# 1. Linear regression

In [None]:
%%markdown

Gradient Descent is a method wherein we use a [[Cost Function]], take the derivative of the cost function (w.r.t. all the independent parameters) and then adjust our parameters a small amount in the negative derivative direction in order to decrease our cost function, thus adjusting the model's parameters to incur lower costs = better predictions.

The following is the function for a straight line
$$
y = \upalpha x + \upbeta
$$

The [[Mean Squared Error - MSE]] for a linear regression prediction would thus be

$$
MSE = \frac{1}{n}{\sum_{i=1}^n((\upalpha x_i + \upbeta) - \hat{y}_i)^2}
$$
Our MSE is our [[Cost Function]], which would be equal to squaring the difference between $y_{label}$ and our arbitrary line $y_{pred} = \upalpha x + \upbeta$ for all our $n$ data points.

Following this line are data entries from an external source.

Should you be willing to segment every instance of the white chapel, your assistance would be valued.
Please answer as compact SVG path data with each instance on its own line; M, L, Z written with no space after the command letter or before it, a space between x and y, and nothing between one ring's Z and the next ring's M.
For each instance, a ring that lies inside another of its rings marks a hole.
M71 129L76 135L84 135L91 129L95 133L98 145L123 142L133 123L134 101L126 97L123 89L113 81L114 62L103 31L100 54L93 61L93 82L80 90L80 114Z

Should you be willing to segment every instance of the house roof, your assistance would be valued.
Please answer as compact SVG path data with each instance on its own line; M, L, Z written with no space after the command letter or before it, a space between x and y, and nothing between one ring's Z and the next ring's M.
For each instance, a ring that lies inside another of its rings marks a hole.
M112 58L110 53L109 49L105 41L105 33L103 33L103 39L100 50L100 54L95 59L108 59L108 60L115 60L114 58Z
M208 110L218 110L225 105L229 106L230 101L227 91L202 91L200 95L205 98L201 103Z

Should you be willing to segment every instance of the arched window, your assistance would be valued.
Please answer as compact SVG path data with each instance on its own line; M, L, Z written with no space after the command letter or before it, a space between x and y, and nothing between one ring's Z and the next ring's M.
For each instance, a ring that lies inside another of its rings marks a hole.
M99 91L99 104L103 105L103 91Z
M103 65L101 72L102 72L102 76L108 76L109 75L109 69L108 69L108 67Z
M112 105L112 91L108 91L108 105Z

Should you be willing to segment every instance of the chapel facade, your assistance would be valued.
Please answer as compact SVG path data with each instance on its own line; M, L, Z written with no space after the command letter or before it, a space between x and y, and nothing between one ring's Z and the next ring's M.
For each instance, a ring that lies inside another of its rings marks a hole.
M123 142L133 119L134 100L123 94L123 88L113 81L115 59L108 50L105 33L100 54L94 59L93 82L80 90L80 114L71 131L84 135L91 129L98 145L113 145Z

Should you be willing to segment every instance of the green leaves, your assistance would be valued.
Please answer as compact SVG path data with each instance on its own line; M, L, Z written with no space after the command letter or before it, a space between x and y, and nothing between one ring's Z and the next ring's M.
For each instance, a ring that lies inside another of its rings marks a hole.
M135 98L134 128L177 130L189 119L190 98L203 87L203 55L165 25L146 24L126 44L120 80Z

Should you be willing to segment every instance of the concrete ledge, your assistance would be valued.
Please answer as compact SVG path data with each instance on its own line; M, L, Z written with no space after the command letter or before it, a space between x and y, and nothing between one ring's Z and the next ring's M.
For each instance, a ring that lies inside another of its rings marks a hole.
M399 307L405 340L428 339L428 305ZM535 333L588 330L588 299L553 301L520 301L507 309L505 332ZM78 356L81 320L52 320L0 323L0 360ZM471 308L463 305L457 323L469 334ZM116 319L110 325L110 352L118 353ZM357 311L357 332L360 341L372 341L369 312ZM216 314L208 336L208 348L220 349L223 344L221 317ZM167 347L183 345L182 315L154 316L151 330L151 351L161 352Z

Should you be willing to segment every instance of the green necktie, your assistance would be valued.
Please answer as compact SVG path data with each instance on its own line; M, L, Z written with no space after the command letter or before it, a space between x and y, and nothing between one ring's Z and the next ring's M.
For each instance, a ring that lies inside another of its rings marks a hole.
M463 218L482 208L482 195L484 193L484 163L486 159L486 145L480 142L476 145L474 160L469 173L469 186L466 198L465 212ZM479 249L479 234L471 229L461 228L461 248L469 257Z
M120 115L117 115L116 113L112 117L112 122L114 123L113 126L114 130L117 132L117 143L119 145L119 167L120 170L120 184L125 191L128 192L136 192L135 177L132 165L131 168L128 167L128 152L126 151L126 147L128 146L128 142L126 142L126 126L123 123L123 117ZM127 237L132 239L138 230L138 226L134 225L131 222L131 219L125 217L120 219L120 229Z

We want to calculate the derivative w.r.t. $\upalpha$ & $\upbeta$:
$$
\frac{\partial f}{\partial \upalpha} = \frac{\partial f}{\partial \upalpha}(\upalpha x_i + \upbeta - \hat{y}_i)^2
$$

$$
\frac{\partial f}{\partial \upalpha} = 2x_i(\upalpha x_i + \upbeta - \hat{y}_i)
$$
Now the derivative w.r.t. $\upbeta$:
$$
\frac{\partial f}{\partial \upbeta} = 2(\upalpha x_i + \upbeta - \hat{y}_i)
$$
---
This means that for every data point $i$ we have, we'll get a certain number (positive or negative). We will sum all of these for the respective params $\upalpha$ & $\upbeta$ and that should give us a positive or negative value that will tell us a direction we should adjust the params ($\upalpha$ and $\upbeta$ in this case) in order to maximise our cost function. Since we want to minimise the cost function we'll use the negative value and then multiple it by a certain amount (the _learning rate_) which should then give us a new value for our params $\upalpha$ & $\upbeta$.

For learning rate $\upmu$
$$
a := a - \frac{\upmu}{n} \sum_{i=1}^n 2x_i(\upalpha x_i + \upbeta - \hat{y}_i )
$$

$$
b := b - \frac{\upmu}{n} \sum_{i=1}^n 2(\upalpha x_i + \upbeta - \hat{y}_i )
$$

---

Gradient descent is good at finding a local minimum for the function, but it's not as adept at finding a maximum. Other strategies need to be employed to first identify different "valleys" in the function and then settling on e.g. using gradient descent to find the minimum of the most promising valley.



# 2. Practice

In [6]:
import numpy as np
import matplotlib.pyplot as plt

# Step 1 initialize a linear function we want to approximate
alpha = 4.86
beta = -140.6
# Set random seed
rng = np.random.default_rng(0)

# Step 2 - generate noisy data along the line
# x is 1000 data points from 0 to 100
x = np.linspace(0, 100, 1000)
delta = rng.uniform(low=-70, high=70, size=1000)
y = alpha * x + beta + delta
y_noiseless = alpha * x + beta

# plt.plot(x, y)
# plt.title("Noisy linear function data")
# plt.show()

# Since we have the answer, we don't need to split data into train/test sets
# Instead, we proceed to randomly initialize the weights
alpha_pred = ( rng.random() * 10 ) - 5
beta_pred = ( rng.random() * 10 ) - 5
learn_rate = 0.001
epochs = 5000

norm_x = (x - x.mean()) / x.std()

def train(alpha_pred, beta_pred):
  old_alpha = alpha_pred
  old_beta = beta_pred
  alpha_pred -= ( learn_rate  / y.size ) * np.sum(2 * norm_x  * (old_alpha * x + old_beta - y))
  beta_pred -= ( learn_rate / y.size ) * np.sum(2 * (old_alpha * x + old_beta - y))
  return alpha_pred, beta_pred

for i in range(epochs):
  alpha_pred, beta_pred = train(alpha_pred, beta_pred)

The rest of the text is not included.